A correlation between predicted and expermentally measured values of biological activity is a natural measure of a model quality. For instance, QUANTUM docking software calculates binding free energies, which are directly comparable with experimental values of -p(binding constant, Kd). Root mean squared error between the measured and the calculated quantities is the quantitative measure of the software performance.
Whatever the correlation is presented to prove the validity of a model, another important issue is the quality of the experimental data itself. The reported values for binding constants (or activities) often vary because of different measurement strategies, experimental errors or interpretation uncertanties.

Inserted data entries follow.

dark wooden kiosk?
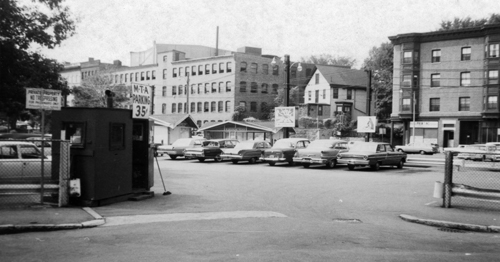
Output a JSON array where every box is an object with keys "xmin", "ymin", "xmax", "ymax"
[{"xmin": 52, "ymin": 107, "xmax": 154, "ymax": 206}]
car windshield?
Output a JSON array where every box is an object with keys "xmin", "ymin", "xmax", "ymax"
[
  {"xmin": 172, "ymin": 138, "xmax": 191, "ymax": 146},
  {"xmin": 273, "ymin": 139, "xmax": 293, "ymax": 148},
  {"xmin": 234, "ymin": 141, "xmax": 254, "ymax": 149}
]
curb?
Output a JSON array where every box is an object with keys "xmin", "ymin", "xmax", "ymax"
[
  {"xmin": 399, "ymin": 214, "xmax": 500, "ymax": 233},
  {"xmin": 0, "ymin": 207, "xmax": 106, "ymax": 234}
]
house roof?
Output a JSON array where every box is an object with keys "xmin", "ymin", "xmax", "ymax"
[
  {"xmin": 149, "ymin": 114, "xmax": 198, "ymax": 128},
  {"xmin": 316, "ymin": 65, "xmax": 368, "ymax": 88}
]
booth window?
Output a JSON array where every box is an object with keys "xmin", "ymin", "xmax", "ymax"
[
  {"xmin": 62, "ymin": 122, "xmax": 85, "ymax": 148},
  {"xmin": 109, "ymin": 123, "xmax": 126, "ymax": 150}
]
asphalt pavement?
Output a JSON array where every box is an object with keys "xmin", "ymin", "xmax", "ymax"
[{"xmin": 0, "ymin": 154, "xmax": 500, "ymax": 234}]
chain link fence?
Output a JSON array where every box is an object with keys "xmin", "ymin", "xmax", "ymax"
[
  {"xmin": 443, "ymin": 151, "xmax": 500, "ymax": 211},
  {"xmin": 0, "ymin": 139, "xmax": 70, "ymax": 209}
]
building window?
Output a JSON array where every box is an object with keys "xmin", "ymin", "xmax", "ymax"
[
  {"xmin": 429, "ymin": 98, "xmax": 440, "ymax": 112},
  {"xmin": 250, "ymin": 82, "xmax": 257, "ymax": 93},
  {"xmin": 262, "ymin": 64, "xmax": 269, "ymax": 75},
  {"xmin": 460, "ymin": 72, "xmax": 470, "ymax": 86},
  {"xmin": 488, "ymin": 70, "xmax": 498, "ymax": 85},
  {"xmin": 240, "ymin": 62, "xmax": 247, "ymax": 72},
  {"xmin": 250, "ymin": 63, "xmax": 258, "ymax": 74},
  {"xmin": 272, "ymin": 84, "xmax": 279, "ymax": 95},
  {"xmin": 431, "ymin": 74, "xmax": 441, "ymax": 87},
  {"xmin": 250, "ymin": 102, "xmax": 257, "ymax": 112},
  {"xmin": 488, "ymin": 44, "xmax": 500, "ymax": 57},
  {"xmin": 261, "ymin": 83, "xmax": 268, "ymax": 94},
  {"xmin": 432, "ymin": 49, "xmax": 441, "ymax": 63},
  {"xmin": 401, "ymin": 98, "xmax": 411, "ymax": 111},
  {"xmin": 460, "ymin": 46, "xmax": 472, "ymax": 61},
  {"xmin": 403, "ymin": 51, "xmax": 412, "ymax": 64},
  {"xmin": 273, "ymin": 65, "xmax": 280, "ymax": 76},
  {"xmin": 486, "ymin": 96, "xmax": 498, "ymax": 109},
  {"xmin": 240, "ymin": 81, "xmax": 247, "ymax": 93},
  {"xmin": 458, "ymin": 97, "xmax": 470, "ymax": 111}
]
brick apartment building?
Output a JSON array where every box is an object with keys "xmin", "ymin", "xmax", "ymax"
[{"xmin": 389, "ymin": 25, "xmax": 500, "ymax": 147}]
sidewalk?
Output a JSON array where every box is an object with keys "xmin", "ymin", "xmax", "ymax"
[{"xmin": 0, "ymin": 205, "xmax": 105, "ymax": 234}]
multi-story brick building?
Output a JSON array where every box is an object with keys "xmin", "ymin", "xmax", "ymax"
[{"xmin": 389, "ymin": 25, "xmax": 500, "ymax": 147}]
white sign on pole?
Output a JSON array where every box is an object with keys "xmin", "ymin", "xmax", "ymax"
[
  {"xmin": 274, "ymin": 106, "xmax": 295, "ymax": 127},
  {"xmin": 132, "ymin": 84, "xmax": 152, "ymax": 119},
  {"xmin": 357, "ymin": 116, "xmax": 377, "ymax": 133},
  {"xmin": 26, "ymin": 88, "xmax": 61, "ymax": 110}
]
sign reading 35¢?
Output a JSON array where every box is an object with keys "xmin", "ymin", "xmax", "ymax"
[{"xmin": 132, "ymin": 84, "xmax": 152, "ymax": 118}]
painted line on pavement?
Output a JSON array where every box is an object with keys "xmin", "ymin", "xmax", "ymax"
[{"xmin": 102, "ymin": 211, "xmax": 287, "ymax": 227}]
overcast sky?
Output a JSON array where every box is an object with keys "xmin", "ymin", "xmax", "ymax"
[{"xmin": 41, "ymin": 0, "xmax": 500, "ymax": 68}]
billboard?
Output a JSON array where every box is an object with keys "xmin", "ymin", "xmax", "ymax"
[{"xmin": 357, "ymin": 116, "xmax": 377, "ymax": 133}]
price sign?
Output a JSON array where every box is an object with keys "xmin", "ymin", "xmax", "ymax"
[{"xmin": 132, "ymin": 84, "xmax": 152, "ymax": 118}]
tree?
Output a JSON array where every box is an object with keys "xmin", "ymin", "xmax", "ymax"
[
  {"xmin": 438, "ymin": 14, "xmax": 500, "ymax": 31},
  {"xmin": 363, "ymin": 43, "xmax": 394, "ymax": 119},
  {"xmin": 0, "ymin": 0, "xmax": 75, "ymax": 128},
  {"xmin": 301, "ymin": 54, "xmax": 356, "ymax": 68},
  {"xmin": 73, "ymin": 65, "xmax": 131, "ymax": 108}
]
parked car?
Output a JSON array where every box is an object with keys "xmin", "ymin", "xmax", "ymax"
[
  {"xmin": 260, "ymin": 138, "xmax": 310, "ymax": 166},
  {"xmin": 221, "ymin": 140, "xmax": 271, "ymax": 164},
  {"xmin": 293, "ymin": 139, "xmax": 348, "ymax": 168},
  {"xmin": 337, "ymin": 142, "xmax": 407, "ymax": 170},
  {"xmin": 396, "ymin": 143, "xmax": 439, "ymax": 155},
  {"xmin": 157, "ymin": 138, "xmax": 206, "ymax": 160},
  {"xmin": 457, "ymin": 143, "xmax": 500, "ymax": 161},
  {"xmin": 184, "ymin": 139, "xmax": 240, "ymax": 162},
  {"xmin": 0, "ymin": 141, "xmax": 52, "ymax": 180}
]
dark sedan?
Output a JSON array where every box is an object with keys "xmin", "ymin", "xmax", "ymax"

To visualize the situation we investigated a few datasets for HERG binding taken from QSAR World website.
The downloaded files were saved in source folder and processed with the following simple python script (thanks to openbabel):
files = os.listdir('source/')
molecules = []
for file in files:
molfile = readfile("sdf",'source/'+file)
for mol in molfile:
molfp = mol.calcfp()
present = 0
for savedmol in molecules:
savedmolfp = savedmol.calcfp()
if (molfp | savedmolfp == 1):
present = 1
print mol.data, savedmol.data
if (not present):
molecules.append(mol)
The results where analyzed in a spreadsheet program and represented on the graph above. A lot of molecules occur multiple times in the datasets. While in many of the cases the activities coinside up to 0.01 (which most probably indicates citing from a single source), the remaining values thouch correlated with each other, differ by roughly a single pKd unit.